Portents of project failure
Most project managers have had to deal with a failed project or two. Unfortunately, by the time it is recognised that a project is in trouble, it is often too late to do anything about it. Many project failures, however, are presaged by other, less serious problems. It is useful to keep an eye out for these so that one can take action to prevent subsequent disaster. To use a medical analogy, it is best to to identify sick projects before they become terminally ill. As doctors say : the earlier the diagnosis, the better the prognosis.

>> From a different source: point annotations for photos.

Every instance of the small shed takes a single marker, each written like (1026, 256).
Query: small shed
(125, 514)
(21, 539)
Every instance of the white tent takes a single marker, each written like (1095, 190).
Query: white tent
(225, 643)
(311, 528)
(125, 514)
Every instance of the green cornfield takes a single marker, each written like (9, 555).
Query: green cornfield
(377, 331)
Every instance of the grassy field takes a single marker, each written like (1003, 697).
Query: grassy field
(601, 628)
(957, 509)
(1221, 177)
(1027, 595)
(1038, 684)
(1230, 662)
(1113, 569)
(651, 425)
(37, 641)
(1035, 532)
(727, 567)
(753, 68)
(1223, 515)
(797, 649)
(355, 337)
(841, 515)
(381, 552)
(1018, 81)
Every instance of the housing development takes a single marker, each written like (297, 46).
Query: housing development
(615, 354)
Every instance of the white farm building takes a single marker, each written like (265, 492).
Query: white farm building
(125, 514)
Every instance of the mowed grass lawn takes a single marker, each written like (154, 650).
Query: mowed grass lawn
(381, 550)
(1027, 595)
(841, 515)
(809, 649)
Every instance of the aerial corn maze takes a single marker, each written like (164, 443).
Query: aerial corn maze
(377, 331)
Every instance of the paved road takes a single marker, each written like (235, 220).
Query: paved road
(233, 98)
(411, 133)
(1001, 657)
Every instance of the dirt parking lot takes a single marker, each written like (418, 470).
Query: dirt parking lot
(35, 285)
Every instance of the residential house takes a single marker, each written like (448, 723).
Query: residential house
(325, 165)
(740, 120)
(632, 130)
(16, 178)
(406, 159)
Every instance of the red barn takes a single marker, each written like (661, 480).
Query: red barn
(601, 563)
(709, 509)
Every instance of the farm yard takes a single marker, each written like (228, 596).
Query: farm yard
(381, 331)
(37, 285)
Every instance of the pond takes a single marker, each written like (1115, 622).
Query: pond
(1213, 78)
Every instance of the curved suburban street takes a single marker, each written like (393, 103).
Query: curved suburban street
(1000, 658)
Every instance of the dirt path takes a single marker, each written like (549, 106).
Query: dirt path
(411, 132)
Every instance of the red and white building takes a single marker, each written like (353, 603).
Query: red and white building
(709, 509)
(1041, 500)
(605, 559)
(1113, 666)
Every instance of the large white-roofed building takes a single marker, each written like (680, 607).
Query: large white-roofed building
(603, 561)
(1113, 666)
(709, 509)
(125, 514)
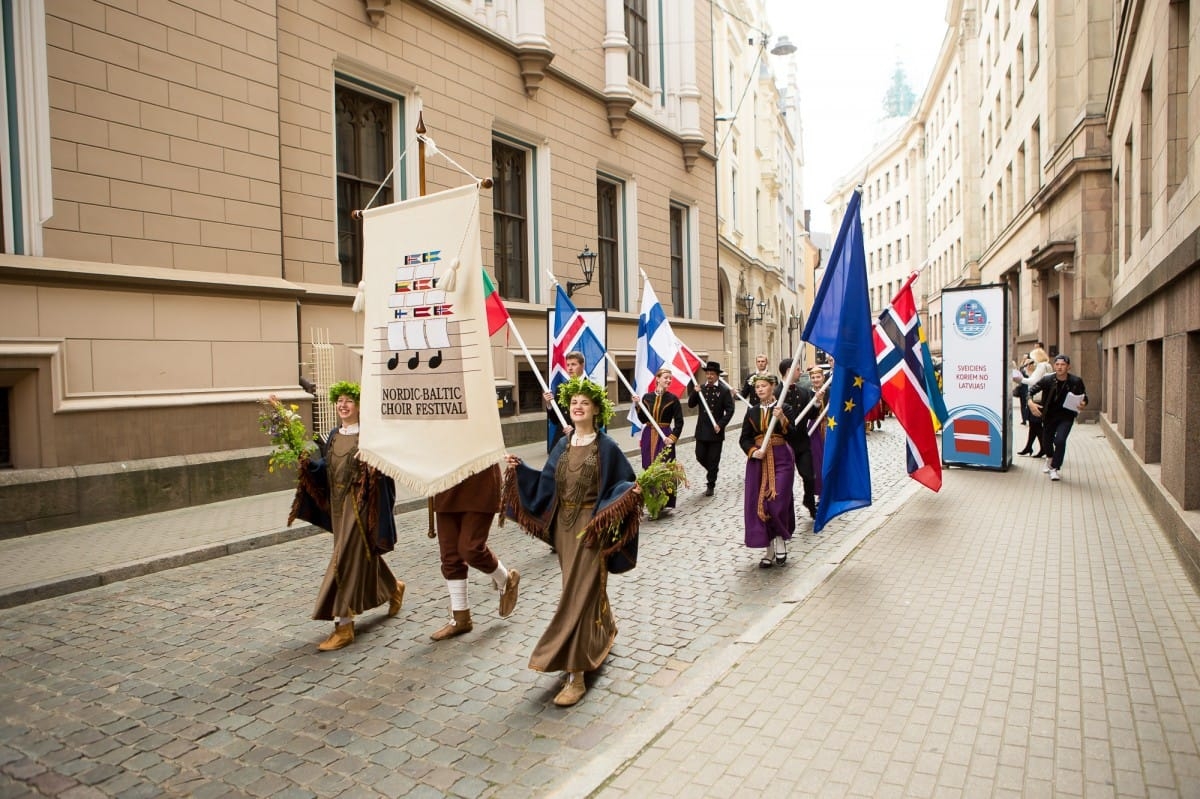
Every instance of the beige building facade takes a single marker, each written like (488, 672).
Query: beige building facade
(760, 200)
(178, 212)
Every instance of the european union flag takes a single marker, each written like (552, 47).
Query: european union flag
(840, 324)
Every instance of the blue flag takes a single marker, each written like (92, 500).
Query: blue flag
(573, 334)
(840, 324)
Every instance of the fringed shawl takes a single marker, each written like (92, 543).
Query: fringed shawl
(531, 498)
(371, 490)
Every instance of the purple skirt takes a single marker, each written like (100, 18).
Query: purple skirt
(649, 454)
(781, 510)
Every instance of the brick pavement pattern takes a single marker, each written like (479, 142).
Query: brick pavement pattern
(1008, 637)
(1049, 648)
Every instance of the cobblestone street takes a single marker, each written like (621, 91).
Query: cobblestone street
(204, 680)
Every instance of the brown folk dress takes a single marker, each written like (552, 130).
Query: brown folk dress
(582, 629)
(357, 578)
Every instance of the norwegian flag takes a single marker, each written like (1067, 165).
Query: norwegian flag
(683, 368)
(657, 347)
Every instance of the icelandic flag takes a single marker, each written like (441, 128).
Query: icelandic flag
(571, 332)
(840, 324)
(657, 347)
(683, 368)
(898, 352)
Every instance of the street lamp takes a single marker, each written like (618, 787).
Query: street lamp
(588, 264)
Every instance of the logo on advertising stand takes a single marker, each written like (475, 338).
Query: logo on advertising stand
(971, 319)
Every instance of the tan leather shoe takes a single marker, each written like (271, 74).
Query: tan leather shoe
(397, 599)
(342, 636)
(509, 595)
(456, 626)
(573, 691)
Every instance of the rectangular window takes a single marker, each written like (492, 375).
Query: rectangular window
(733, 197)
(1145, 152)
(1019, 64)
(609, 242)
(678, 258)
(5, 432)
(1019, 175)
(364, 143)
(510, 218)
(636, 31)
(1117, 212)
(1177, 128)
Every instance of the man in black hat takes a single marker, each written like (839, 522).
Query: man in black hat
(1061, 396)
(711, 424)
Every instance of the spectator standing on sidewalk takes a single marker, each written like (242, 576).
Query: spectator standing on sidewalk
(359, 502)
(711, 431)
(463, 518)
(1037, 371)
(797, 400)
(768, 509)
(587, 503)
(816, 437)
(760, 367)
(1054, 391)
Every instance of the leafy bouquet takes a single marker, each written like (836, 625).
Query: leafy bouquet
(287, 431)
(660, 481)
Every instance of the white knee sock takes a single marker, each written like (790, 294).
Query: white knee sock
(457, 594)
(501, 576)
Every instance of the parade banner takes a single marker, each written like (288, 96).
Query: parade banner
(429, 414)
(975, 377)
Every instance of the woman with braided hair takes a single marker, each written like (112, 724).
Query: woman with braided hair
(769, 508)
(586, 503)
(355, 503)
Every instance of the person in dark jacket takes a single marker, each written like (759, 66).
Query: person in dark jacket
(587, 500)
(358, 504)
(1056, 400)
(667, 413)
(798, 398)
(713, 419)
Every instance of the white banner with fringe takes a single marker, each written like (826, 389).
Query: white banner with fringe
(429, 415)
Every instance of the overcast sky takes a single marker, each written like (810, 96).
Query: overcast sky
(847, 50)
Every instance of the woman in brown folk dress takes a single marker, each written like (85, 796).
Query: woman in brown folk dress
(359, 503)
(586, 503)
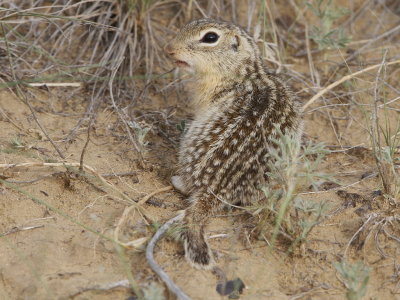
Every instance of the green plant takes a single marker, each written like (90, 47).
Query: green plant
(355, 277)
(324, 34)
(385, 139)
(291, 166)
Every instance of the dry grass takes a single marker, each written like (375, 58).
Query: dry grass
(343, 68)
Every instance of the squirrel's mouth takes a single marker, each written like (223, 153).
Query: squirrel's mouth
(182, 64)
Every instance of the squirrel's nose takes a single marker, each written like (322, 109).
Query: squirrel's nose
(169, 50)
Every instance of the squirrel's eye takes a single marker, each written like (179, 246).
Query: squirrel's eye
(210, 37)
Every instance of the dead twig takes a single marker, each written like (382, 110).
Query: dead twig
(147, 197)
(155, 267)
(18, 229)
(343, 79)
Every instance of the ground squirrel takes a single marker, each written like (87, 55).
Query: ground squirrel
(239, 105)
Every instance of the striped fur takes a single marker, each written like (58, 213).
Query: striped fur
(223, 155)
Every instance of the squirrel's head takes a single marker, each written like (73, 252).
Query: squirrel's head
(211, 47)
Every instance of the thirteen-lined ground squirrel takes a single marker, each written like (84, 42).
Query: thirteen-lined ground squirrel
(238, 105)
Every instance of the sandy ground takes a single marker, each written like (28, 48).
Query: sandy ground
(55, 220)
(45, 255)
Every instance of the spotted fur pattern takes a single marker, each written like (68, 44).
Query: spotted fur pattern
(223, 155)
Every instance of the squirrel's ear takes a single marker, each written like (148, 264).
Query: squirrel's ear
(235, 43)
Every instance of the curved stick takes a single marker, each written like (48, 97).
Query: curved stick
(156, 268)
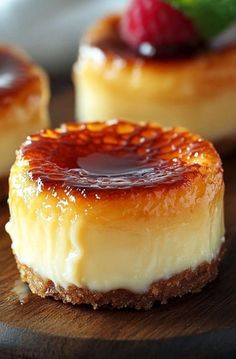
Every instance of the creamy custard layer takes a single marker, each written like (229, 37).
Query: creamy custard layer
(22, 112)
(117, 243)
(197, 92)
(213, 117)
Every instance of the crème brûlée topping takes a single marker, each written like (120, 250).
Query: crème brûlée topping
(102, 213)
(24, 94)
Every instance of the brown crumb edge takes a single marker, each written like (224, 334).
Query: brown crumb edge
(188, 281)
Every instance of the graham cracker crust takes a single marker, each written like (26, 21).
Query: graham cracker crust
(188, 281)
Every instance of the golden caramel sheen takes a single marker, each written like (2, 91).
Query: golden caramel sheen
(197, 92)
(151, 210)
(24, 95)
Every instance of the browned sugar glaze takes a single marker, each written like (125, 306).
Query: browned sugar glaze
(16, 75)
(111, 156)
(110, 41)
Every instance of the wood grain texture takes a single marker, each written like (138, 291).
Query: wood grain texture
(197, 326)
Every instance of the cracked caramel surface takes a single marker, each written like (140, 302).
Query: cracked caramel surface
(117, 155)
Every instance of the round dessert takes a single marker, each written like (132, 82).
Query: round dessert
(24, 94)
(189, 84)
(116, 213)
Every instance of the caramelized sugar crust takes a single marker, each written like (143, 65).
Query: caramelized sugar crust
(116, 155)
(18, 77)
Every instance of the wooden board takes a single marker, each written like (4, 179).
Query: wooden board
(197, 326)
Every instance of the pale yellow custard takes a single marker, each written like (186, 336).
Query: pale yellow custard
(24, 96)
(197, 92)
(111, 220)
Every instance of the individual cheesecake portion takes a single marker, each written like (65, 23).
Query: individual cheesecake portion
(24, 94)
(116, 213)
(194, 88)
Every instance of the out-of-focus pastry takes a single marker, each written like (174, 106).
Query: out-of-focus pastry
(24, 94)
(151, 63)
(116, 213)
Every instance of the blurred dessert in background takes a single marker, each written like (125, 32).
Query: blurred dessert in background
(131, 213)
(24, 95)
(155, 63)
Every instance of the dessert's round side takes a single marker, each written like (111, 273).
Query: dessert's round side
(116, 213)
(196, 91)
(24, 95)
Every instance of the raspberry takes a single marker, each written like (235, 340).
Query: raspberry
(156, 23)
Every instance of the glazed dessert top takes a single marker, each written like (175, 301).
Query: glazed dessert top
(105, 35)
(17, 76)
(116, 155)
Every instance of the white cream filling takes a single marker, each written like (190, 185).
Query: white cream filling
(110, 254)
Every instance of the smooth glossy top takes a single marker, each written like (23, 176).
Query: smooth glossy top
(114, 155)
(16, 73)
(105, 36)
(110, 41)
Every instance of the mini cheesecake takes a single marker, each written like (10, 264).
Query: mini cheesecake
(193, 89)
(116, 213)
(24, 94)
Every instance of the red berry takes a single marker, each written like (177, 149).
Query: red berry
(157, 23)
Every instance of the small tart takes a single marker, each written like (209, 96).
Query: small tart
(116, 213)
(24, 94)
(196, 90)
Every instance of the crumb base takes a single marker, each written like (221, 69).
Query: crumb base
(188, 281)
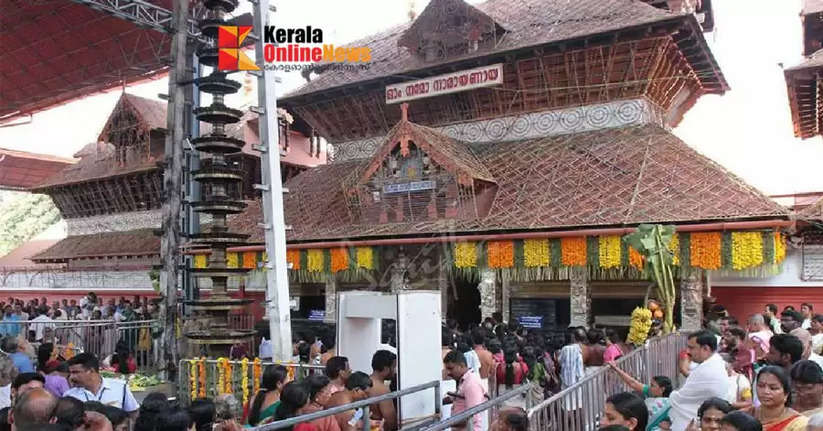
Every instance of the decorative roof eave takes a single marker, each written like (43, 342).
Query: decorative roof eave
(774, 223)
(431, 17)
(712, 79)
(404, 132)
(802, 85)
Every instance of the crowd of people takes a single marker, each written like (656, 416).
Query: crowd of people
(37, 321)
(766, 375)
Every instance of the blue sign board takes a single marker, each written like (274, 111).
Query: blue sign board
(413, 186)
(534, 322)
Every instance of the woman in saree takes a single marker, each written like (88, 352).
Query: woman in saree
(267, 399)
(774, 392)
(656, 395)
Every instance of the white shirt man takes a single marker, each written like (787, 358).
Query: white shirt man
(709, 379)
(88, 385)
(42, 322)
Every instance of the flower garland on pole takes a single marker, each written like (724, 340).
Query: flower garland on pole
(244, 382)
(221, 375)
(193, 378)
(257, 373)
(201, 367)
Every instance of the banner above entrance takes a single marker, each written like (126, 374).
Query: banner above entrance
(485, 76)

So here they are, six symptoms of sick projects (in no particular order):
-
Low team morale: Team members complaining that things are out of control and that they can’t cope is a sure sign of trouble ahead. Solution: get to the root cause of the problem. Figure out why they think “things are out of control” or “they can’t cope”. You need to find the underlying cause for their angst before you can address it.
-
Chronic buck-passing: A typical case of this might be where a team member says, “I coudn’t finish on time because X didn’t give me what he was supposed to last week.” Project roles and responsibilities should be defined in the plan, and I’m assuming that this is the case (if not you have bigger problems!). In a situation where responsibilities are defined, buck-passing is usually a consequence of communication breakdown across a project interface. This has to be handled by smoothing out the obstacles to communication.
-
Sponsor loses interest (or worse, quits!): A sponsor quitting is a situation that a project manager can’t do much about, except be aware it might (will!) impact the project. Loss of interest, on the other hand, could mean that the business no longer considers the project important. Whatever the reason, it is probably best to speak to the sponsor to find out more.
-
Chronic distractions: This is possibly the most common one I’ve come across. It typically happens in corporate environments where team members are temporarily “loaned out” to the project team. The demands of their regular jobs still remain and consequently they’re continually pulled away to do non-project tasks. The way to handle this is to speak to the relevant managers, reminding them of the importance of the project and their original commitment to it. As a last resort, one might need to involve the sponsor. The preferred option, however, is to settle the issue at the level of the manager.
-
No one in-charge: This is really a variant of the previous point, but is important enough to stand on its own. It typically happens when the project manager is a part-timer who has to focus on his or her real job whilst (additionally) looking after the project. Although such an arrangment might work for a small project with limited scope, it will not do for a project of any decent size. It still surprises me how many important projects (such as ERP implementations) are run by part-timers. Although the people involved do their best, part-time attention is rarely enough to stay on top of the complexity of the project.I should also add that this can also happen when a project manager is incompetent!. This, however, is much rarer as such folks tend to get weeded out of the profession before they get to handle a big project.In either case the solution is to get management to understand that (competent!) full time attention is necessary for project success.
-
Lack of familiarity with technology or processes (coupled with the lack of external help): This one is common enough. I’ve seen several frustrated project teams struggle to familiarise themselves with an unfamiliar technology whilst attempting to use it in a project. The time to a learn a new skill is before the project. It’s too late to throw people into training after the project starts; they need to learn and practise the technology well before that. If your team doesn’t have the necessary skills, for heaven’s sake get help from outside. Else you’ll kill morale along with the project.